Hexo slashing 180 jobs to save $15M annually

The firm had said it plans to cut SG&A expenses by 30% by the end of fiscal 2023

Hexo slashing 180 jobs to save $15M a year
Image via Hexo

To save costs amid falling share prices, Quebec-based Hexo Corp. (TSX: HEXO) (Nasdaq: HEXO) says it’s cutting 180 jobs to save about $15 million per year.

On Wednesday, the firm went into detail on its cost-saving initiatives to reduce selling, general, and administrative expenses by 30 per cent by the end of fiscal 2023.

Of the 180 positions the firm is dropping, half are from the planned closure of its Stellarton facility announced last year. The rest of the jobs are cut from back-office positions “where there is significant overlap” due to recent acquisitions and Hexo simplifying its operating model.
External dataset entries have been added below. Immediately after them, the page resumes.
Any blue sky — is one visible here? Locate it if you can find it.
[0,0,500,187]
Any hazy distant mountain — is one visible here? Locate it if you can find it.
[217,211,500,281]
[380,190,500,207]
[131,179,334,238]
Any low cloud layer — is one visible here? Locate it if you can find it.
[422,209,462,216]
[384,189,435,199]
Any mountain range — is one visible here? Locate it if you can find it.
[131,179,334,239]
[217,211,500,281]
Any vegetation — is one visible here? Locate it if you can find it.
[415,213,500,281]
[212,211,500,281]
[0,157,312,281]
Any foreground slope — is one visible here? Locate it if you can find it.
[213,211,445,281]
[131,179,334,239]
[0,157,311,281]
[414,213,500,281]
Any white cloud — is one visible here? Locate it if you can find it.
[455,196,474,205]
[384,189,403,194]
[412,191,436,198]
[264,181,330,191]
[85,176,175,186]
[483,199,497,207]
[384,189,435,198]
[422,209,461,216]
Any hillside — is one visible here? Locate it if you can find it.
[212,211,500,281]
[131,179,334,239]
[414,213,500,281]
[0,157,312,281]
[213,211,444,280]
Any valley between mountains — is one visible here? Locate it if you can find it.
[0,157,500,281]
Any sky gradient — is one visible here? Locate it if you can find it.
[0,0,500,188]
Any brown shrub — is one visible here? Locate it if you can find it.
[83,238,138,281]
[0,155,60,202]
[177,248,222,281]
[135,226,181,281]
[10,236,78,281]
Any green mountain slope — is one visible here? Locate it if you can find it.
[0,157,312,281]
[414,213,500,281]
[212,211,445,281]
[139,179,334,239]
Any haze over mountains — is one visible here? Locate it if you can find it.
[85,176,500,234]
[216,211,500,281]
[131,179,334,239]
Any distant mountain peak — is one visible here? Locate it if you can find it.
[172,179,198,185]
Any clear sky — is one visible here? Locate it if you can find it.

“Today’s announcement was not an easy one to make,” president and CEO Scott Cooper said.

“We are working with all impacted employees to the best of our ability to ensure that they are treated fairly and provided the support necessary to assist with this transition. I would like to thank all impacted employees for their contributions and dedication to Hexo.”

Read more: In search of profits, Hexo plans for more ‘right-sizing’ in 2022

Read more: Hexo could lose its Nasdaq listing

Hexo plans to generate incremental cash flow of about $37.5 million in fiscal 2022 and anticipates another roughly $135 million in fiscal 2023. Over two years, the firm says it will save around $175 million from a combination of cost reductions and anticipated organic revenue growth.

“We believe we have the right plan to maintain Hexo’s position as the number one cannabis company in Canada and remain focused on our growth objectives,” Cooper added.

While saying the firm wants to be the first cash-flow positive company among major players in the cannabis market, Hexo began selling off non-core assets last month and set ambitious goals for the next three quarters.

At the same time, the firm’s stock had been falling below the minimum share price on the Nasdaq, resulting in a warning in January to regain compliance or risk losing the listing.

Then a week ago, Hexo shareholder Adam Arviv publicly called for five new board members to replace most of the current board because of the firm’s “disappointing performance” and missteps that left it in “severe financial distress.”

In response, Hexo said: “Arviv’s actions serve as an unhelpful distraction,” as it focuses on its strategy towards cash positivity.

On Wednesday, company stock was up around 6 per cent to US$0.69 on the Nasdaq.